I'm dealing with text files and vectors.

I have a space separated text file with the following format:

id1 AA 44 AG 20 GG 36
id2 CC 30 CT 22 TT 48
id3 CT 60 CC 30 TT 10
...

And I need a code that loops through each line and put the id in a variable and the rest of the values in a vector.
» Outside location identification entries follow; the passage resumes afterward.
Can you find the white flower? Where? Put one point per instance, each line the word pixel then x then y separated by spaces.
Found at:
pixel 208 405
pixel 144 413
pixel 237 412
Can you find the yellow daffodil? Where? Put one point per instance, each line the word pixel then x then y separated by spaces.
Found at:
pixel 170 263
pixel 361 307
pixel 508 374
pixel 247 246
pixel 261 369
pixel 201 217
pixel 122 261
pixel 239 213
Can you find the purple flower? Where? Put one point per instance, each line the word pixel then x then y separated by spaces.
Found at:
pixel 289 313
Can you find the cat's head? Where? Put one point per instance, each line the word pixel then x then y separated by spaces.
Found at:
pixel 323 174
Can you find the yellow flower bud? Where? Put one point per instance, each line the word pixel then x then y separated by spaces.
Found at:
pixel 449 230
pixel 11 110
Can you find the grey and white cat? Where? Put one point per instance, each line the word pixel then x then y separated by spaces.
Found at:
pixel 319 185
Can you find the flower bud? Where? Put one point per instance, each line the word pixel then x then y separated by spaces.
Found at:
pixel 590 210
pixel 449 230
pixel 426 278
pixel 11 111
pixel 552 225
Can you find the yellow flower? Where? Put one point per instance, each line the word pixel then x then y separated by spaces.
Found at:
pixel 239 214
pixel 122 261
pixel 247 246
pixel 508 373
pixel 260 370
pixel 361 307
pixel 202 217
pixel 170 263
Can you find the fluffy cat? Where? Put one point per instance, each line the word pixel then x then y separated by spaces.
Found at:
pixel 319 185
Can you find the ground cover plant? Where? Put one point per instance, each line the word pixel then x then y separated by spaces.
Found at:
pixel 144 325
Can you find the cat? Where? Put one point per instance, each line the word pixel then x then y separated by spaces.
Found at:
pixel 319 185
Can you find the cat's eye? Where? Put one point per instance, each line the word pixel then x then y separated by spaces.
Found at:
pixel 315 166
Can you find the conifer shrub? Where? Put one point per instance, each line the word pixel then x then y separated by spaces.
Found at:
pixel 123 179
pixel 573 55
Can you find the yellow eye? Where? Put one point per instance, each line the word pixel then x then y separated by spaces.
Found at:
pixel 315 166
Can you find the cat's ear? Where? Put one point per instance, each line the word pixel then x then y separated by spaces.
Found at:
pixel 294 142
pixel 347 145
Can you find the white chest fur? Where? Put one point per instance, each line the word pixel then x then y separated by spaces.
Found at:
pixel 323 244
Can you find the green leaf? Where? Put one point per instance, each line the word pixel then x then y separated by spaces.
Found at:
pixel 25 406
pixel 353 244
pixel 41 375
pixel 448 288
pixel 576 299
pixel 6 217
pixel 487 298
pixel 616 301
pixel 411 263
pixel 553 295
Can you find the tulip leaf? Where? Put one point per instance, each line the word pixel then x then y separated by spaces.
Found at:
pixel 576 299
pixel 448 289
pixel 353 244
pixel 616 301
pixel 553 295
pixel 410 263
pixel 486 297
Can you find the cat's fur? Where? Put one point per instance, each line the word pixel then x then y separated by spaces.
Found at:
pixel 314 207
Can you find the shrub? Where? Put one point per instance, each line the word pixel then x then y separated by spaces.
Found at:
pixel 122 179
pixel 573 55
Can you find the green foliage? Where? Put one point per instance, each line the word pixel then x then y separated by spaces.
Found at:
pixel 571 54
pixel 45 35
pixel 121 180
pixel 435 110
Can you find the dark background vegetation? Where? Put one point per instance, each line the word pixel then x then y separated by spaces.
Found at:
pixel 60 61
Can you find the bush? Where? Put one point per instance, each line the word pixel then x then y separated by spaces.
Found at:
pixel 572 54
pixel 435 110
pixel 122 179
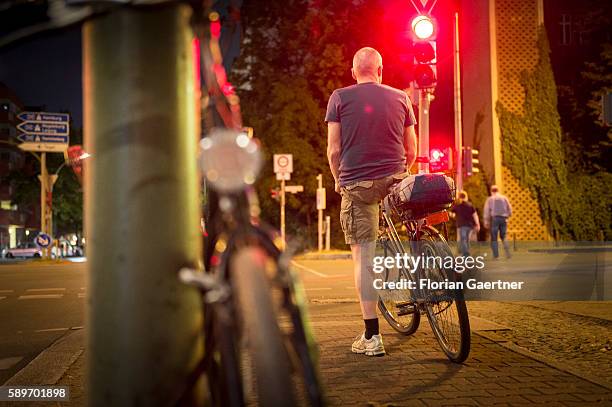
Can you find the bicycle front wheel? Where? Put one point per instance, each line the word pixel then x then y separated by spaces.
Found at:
pixel 265 346
pixel 445 307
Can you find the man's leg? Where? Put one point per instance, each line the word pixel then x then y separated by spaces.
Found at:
pixel 494 232
pixel 464 235
pixel 503 227
pixel 363 256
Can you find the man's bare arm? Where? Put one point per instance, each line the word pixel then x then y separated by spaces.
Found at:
pixel 333 151
pixel 410 145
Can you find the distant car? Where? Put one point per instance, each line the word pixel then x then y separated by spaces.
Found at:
pixel 23 250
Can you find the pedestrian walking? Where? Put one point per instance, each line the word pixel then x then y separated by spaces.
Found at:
pixel 371 143
pixel 497 210
pixel 467 221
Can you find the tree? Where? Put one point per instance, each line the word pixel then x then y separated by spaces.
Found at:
pixel 574 204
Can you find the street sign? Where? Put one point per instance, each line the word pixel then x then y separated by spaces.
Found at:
pixel 47 129
pixel 44 138
pixel 321 198
pixel 283 163
pixel 44 147
pixel 283 176
pixel 44 117
pixel 294 189
pixel 43 131
pixel 43 240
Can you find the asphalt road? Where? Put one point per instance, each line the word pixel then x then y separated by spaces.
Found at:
pixel 580 276
pixel 38 304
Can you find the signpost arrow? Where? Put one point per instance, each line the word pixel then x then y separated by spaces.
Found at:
pixel 59 129
pixel 44 117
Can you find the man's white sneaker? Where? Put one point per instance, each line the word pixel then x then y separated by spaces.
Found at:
pixel 370 347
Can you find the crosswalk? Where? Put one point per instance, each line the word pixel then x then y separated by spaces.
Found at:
pixel 47 293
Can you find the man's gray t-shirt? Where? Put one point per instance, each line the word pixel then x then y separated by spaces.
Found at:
pixel 372 119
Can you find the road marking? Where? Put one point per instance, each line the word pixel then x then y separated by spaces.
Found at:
pixel 51 330
pixel 308 269
pixel 39 296
pixel 38 290
pixel 7 363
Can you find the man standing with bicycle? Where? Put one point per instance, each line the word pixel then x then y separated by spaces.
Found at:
pixel 371 143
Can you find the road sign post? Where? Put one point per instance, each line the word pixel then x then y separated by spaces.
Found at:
pixel 43 177
pixel 283 167
pixel 327 232
pixel 44 131
pixel 320 208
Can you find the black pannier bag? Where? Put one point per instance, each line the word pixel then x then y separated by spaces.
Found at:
pixel 417 196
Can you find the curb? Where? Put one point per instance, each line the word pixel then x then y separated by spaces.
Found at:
pixel 555 364
pixel 49 366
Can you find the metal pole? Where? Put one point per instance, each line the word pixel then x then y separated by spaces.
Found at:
pixel 50 184
pixel 44 178
pixel 283 213
pixel 142 214
pixel 424 99
pixel 327 232
pixel 457 95
pixel 320 221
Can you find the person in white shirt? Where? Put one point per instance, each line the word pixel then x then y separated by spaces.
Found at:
pixel 497 210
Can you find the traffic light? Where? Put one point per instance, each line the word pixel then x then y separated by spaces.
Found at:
pixel 275 194
pixel 440 160
pixel 470 161
pixel 424 50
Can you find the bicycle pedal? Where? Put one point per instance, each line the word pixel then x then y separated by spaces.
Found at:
pixel 406 310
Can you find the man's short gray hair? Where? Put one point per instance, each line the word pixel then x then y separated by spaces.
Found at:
pixel 366 61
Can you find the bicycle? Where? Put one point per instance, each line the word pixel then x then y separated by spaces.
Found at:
pixel 258 345
pixel 445 308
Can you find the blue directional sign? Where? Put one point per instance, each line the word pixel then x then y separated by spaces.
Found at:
pixel 43 240
pixel 51 129
pixel 44 117
pixel 44 138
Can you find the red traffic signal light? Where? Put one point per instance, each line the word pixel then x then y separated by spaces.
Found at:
pixel 470 161
pixel 423 27
pixel 424 51
pixel 274 194
pixel 440 160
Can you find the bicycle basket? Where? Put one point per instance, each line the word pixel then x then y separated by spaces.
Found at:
pixel 417 196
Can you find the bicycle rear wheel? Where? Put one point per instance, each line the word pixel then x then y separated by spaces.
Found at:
pixel 445 308
pixel 396 306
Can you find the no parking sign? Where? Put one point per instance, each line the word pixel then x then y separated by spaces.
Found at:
pixel 283 166
pixel 43 240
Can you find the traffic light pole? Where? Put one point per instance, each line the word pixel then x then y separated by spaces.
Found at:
pixel 457 96
pixel 44 180
pixel 320 220
pixel 283 213
pixel 424 102
pixel 141 207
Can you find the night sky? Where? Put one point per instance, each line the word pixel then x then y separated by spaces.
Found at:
pixel 46 71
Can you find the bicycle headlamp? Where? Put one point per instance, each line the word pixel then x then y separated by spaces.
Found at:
pixel 229 159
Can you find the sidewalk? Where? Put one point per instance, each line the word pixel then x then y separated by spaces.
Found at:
pixel 415 372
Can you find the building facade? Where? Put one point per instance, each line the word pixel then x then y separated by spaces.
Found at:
pixel 499 40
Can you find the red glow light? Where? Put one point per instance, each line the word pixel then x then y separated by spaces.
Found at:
pixel 422 27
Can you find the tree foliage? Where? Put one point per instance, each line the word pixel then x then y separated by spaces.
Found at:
pixel 574 204
pixel 294 55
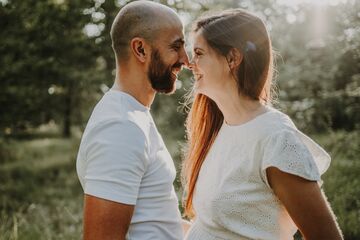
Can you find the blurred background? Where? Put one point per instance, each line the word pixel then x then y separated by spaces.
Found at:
pixel 56 62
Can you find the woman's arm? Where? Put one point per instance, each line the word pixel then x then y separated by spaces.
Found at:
pixel 306 204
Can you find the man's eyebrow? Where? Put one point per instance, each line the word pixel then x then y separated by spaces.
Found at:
pixel 197 48
pixel 178 41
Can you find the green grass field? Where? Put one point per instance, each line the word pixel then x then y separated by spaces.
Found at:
pixel 41 198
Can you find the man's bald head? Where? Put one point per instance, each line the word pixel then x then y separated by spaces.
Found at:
pixel 143 19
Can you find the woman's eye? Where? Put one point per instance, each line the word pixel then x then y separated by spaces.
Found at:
pixel 176 48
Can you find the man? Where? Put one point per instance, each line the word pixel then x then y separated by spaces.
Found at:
pixel 123 165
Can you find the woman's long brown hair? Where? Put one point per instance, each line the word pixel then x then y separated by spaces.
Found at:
pixel 230 29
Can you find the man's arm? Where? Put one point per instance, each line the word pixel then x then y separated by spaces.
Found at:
pixel 106 220
pixel 304 201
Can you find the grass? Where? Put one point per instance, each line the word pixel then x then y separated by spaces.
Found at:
pixel 41 198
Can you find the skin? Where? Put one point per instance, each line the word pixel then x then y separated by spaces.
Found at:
pixel 303 199
pixel 109 220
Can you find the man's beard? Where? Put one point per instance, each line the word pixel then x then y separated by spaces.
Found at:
pixel 161 77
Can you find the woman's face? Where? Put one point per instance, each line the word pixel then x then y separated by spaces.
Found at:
pixel 210 69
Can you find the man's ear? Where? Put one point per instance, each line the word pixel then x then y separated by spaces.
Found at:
pixel 234 58
pixel 139 49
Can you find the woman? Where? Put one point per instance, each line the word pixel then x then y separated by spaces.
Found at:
pixel 249 173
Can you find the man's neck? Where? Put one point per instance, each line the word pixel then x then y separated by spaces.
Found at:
pixel 141 90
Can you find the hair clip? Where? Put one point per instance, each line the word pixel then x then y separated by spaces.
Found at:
pixel 250 46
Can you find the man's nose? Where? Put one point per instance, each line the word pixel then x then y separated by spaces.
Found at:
pixel 184 59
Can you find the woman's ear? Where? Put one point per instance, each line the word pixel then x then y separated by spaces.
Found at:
pixel 139 49
pixel 234 58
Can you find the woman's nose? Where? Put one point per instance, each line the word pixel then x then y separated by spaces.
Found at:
pixel 191 64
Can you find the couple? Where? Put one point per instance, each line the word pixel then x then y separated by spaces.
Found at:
pixel 249 173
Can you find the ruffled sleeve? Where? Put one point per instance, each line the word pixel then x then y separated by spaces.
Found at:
pixel 293 152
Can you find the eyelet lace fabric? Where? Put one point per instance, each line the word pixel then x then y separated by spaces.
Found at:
pixel 232 197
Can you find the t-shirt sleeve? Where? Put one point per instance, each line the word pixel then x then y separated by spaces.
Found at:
pixel 292 152
pixel 117 159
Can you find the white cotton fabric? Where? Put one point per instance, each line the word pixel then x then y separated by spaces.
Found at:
pixel 123 158
pixel 232 198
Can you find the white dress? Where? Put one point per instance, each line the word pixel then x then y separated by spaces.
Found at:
pixel 232 198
Example of a vector corresponding to the first line:

x <- id1
y <- c(AA=40,AG=20,GG=36)

Edit: I need to use HWChisq function from HardyWeinberg package to exclude SNPs that have p-value < 0.001. Function requires named vector of counts for each allele.


Solution

  • Loop through row by row, then apply the HWE function:

    library("HardyWeinberg")
    
    # data
    df1 <- read.table(text = "
    id1 AA 44 AG 20 GG 36
    id2 CC 30 CT 22 TT 48
    id3 CT 60 CC 30 TT 10", header = FALSE, stringsAsFactors = FALSE)
    
    out <- apply(df1[, c(3, 5, 7)], 1, function(i){
      x <- HWChisq(setNames(i, c("AA", "AB", "BB")), verbose = FALSE)
      x$pval
    })
    
    # [1] 5.774374e-09 1.182236e-07 7.434226e-02
    

    Pretty output:

    cbind(df1, HWE = out)
    #    V1 V2 V3 V4 V5 V6 V7          HWE
    # 1 id1 AA 44 AG 20 GG 36 5.774374e-09
    # 2 id2 CC 30 CT 22 TT 48 1.182236e-07
    # 3 id3 CT 60 CC 30 TT 10 7.434226e-02
    

    To calculate the HWE for X-chromosome see vignette:

    4. X-chromosomal tests for Hardy-Weinberg equilibrium

    Recently, Graffelman and Weir (2016) have proposed specific tests for HWE for bi-allelic markers on the X-chromosome. These tests take both males and females into account. The X-chromosomal tests can be carried out by the same functions mentioned in the previous Section (HWChisq, HWLratio, HWExact, HWPerm) and adding the argument x.linked=TRUE to the function call.